Besides the Summer Concert Program, there are other Becker/Gambles music offerings in the mix, including a scholarship program for fourth to 11th graders for weekly music lessons during the summer months and master classes by SUNY Stony Brook, SUNY Fredonia and Tufts University advanced students. And a concert series. The not-for-profit has been doing this since 2002.
“We’ll send students to pre-college the summer of their senior years,” said original board member Dava Stravinsky. “We sent a young man to Crane School of Music this summer. It gives students a chance to figure out how they want to progress. Some want to be music educators, some performers. But our programs are offered in the South Country School District and we’re doing things while they are still here.”

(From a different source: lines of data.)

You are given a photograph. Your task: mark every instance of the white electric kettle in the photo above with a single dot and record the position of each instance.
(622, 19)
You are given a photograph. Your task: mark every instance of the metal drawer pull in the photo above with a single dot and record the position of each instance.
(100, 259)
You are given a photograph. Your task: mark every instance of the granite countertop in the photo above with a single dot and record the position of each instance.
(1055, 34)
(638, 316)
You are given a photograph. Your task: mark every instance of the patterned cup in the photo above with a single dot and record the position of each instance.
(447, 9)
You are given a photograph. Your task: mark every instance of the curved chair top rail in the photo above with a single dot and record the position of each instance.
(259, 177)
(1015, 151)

Angelina Wasson, district music chair, said that the summer concert program sponsors 10 to 15 students. “From there, they can request their interest in a particular camp, like a violin camp,” Wasson explained.
“They make out an application to us,” said Stravinsky. “Some camps are several thousand dollars. Some students apply for individual lessons.”
Wasson, whose primary instrument is the flute, met the Voyager Reed Quintet professionally, thus the connection.
The day of the Voyager Reed Quintet concert will encompass a musical immersion. “They will be in the high school band room,” said original board member Hans Tempel of the sixth, seventh, and eighth-grade bands and orchestras.
Stravinsky added that the Voyager Reed Quintet will be in residency, providing a master class. “It’s not one-on-one instruction, but they’ll go over things like how you start a group,” she said.
Then, the sixth, seventh, and eighth-grade bands and choruses will gather in the middle school for student concert. “So, it will be an educational day and then at night, the benefit concert,” Tempel said.
Money raised from the benefit will pay the musicians performing and fund next summer’s music lessons. “Some money comes to us by private donations,” Stravinsky said. “Also, people have left us money in their wills.”
Stravinsky noted they have received hundreds of thank-you notes over the years. Also, the enthusiasm that bubbles up when young musicians gather is infectious; it’s like they’ve found their place.
Were there any other school districts with a music program supported by an outside nonprofit like SCEF’s Becker/Gambles Music Fund?
Besides her roles as district music chairperson and director of the wind ensemble at Bellport High School (she also runs the flute and clarinet choirs, percussion and jazz ensembles), Wasson is South Country Music Educators’ Association (SCMEA) president.
“I know about a lot of programs,” she said, “but it’s unique that a nonprofit outside group supports this.”